Figure 4—source data 1. Sedimentation equilibrium analytical ultracentrifugation data for cis SPR reagents.

Figure 4.

Figure 4—figure supplement 1. Calculation of cis interaction dissociation constants and the impact of an α-Pcdh EC5 on family-wide cis interactions.

Figure 4—figure supplement 1.

(A) Kinetic binding analysis of γC33–6 analyte binding over a β93–6 covered surface. Data are shown in black, and the red traces represent the fit to an 1:1 binding model. (B) Left, surface plasmon resonance (SPR)-binding profiles from Figure 4 for the four monomeric cis fragment analytes over all six cis fragment surfaces. Right, fit of the binding data for these four analytes to 1:1 binding isotherms to calculate KDs. γA43–6 and γA93–6 are monomeric and they are not included in the binding isotherms over their respective surface. (C) SPR-binding profiles for γC33–6 (from Figure 4) and an α71–5/γC36 chimera flowed over the immobilized cis fragment surfaces. Binding profiles for each surface are individually scaled as in Figure 4.
Figure 4—figure supplement 2. Range of clustered protocadherin (cPcdh) cis and trans dissociation constants, KDs.

Figure 4—figure supplement 2.

Chart shows the cPcdh trans dimer, homophilic cis dimer, and heterophilic cis dimer interactions for which we have determined binding affinities divided into four subgroups based on their dissociation constant. The trans and homophilic cis dimer affinities were determined using analytical ultracentrifugation (AUC; Figure 2—source data 1 and Figure 4—source data 1) and the heterophilic cis dimer affinities were determined using surface plasmon resonance (SPR; Figure 4B).

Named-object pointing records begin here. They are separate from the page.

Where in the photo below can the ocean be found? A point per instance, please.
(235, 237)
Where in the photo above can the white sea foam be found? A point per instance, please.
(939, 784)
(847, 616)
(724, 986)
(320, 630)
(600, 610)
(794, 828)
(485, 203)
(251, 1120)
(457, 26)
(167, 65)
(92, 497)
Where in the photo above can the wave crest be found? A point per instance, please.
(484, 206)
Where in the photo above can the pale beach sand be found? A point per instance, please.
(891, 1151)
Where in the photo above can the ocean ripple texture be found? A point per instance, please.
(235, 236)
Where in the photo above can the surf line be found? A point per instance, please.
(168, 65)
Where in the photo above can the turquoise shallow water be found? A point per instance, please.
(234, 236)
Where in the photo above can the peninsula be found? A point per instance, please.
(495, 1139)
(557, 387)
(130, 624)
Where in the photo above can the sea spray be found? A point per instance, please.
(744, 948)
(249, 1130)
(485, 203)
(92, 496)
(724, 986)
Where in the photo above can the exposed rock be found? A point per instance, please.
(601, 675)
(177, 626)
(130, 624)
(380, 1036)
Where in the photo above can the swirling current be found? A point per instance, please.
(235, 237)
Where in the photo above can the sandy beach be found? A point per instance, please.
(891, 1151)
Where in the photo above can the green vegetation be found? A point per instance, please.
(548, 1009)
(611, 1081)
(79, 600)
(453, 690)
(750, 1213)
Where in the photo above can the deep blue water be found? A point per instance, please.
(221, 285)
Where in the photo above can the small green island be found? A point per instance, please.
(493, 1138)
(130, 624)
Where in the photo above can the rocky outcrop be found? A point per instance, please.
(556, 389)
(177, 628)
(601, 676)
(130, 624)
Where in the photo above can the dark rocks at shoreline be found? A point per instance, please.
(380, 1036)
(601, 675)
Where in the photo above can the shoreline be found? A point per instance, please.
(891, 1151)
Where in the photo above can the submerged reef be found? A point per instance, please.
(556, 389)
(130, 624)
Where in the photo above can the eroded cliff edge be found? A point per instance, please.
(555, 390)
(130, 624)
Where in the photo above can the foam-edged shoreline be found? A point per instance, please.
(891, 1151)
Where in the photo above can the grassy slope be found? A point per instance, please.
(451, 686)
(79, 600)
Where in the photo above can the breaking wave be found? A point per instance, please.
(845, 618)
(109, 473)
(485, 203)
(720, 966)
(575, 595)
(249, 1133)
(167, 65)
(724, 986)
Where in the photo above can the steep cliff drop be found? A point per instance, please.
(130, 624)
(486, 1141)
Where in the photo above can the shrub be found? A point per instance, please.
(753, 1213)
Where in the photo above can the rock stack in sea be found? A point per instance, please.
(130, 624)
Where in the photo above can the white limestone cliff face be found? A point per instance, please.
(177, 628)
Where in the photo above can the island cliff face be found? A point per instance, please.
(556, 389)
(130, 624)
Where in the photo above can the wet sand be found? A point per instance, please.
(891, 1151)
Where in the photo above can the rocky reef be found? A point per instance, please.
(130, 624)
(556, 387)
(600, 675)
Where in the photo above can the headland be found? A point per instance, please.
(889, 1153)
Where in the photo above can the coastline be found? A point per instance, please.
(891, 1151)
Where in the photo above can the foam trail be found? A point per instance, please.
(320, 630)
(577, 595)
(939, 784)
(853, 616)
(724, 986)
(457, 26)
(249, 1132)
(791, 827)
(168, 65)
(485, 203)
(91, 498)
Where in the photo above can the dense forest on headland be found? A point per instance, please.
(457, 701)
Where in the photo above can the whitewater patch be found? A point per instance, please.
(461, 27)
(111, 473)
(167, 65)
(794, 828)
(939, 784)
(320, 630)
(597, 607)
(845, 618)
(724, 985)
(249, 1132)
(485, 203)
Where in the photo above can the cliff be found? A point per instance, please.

Of the interactions in the >50 μM group one trans interaction and four homophilic cis interactions are monomeric in solution (>500 μM KD in AUC). Three of the 11 heterophilic cis interactions in the >50 μM group show no binding in our SPR experiments based on a 40-RU-binding threshold.
Figure 4—figure supplement 3. Amino acid sequence alignment reveals conservation of cis interfacial residues within the alternate clustered protocadherin (cPcdh) subfamilies.

Figure 4—figure supplement 3.

(A) Amino acid sequence alignments of cis interfacial residues from the EC6-only and EC5–6 surfaces for all 58 mouse cPcdhs subdivided by subfamily. Completely conserved residues are highlighted in red with white lettering. Residues 540 and 541 are included in the EC6-only alignments since the crystal structure of γA4 EC3–6 (PDB: 5SZQ) revealed a distinct EC6 A–A′ loop architecture to that observed in the γB2, 4, and 7 (PDBs: 5SZR, 6E6B, and 5V5X) cis fragment crystal structures that would place these residues in the EC6-only interface if maintained in cis interactions. (B) Sequence logos based on the sequence alignment shown in (A) for the EC6-only cis interfacial residues from each of the five cPcdh subfamilies highlighting the similarities and conserved differences between the subfamilies. Residues 540 and 541 are included for all isoforms but grayed out for the non-γA isoforms since their involvement may be γA specific. NB: Previous studies have shown that α-cPcdhs have an impaired EC6-only interface (Thu et al., 2014; Goodman et al., 2017). (C) Sequence logos for the EC5–6 cis interfacial residues from each of the five cPcdh subfamilies.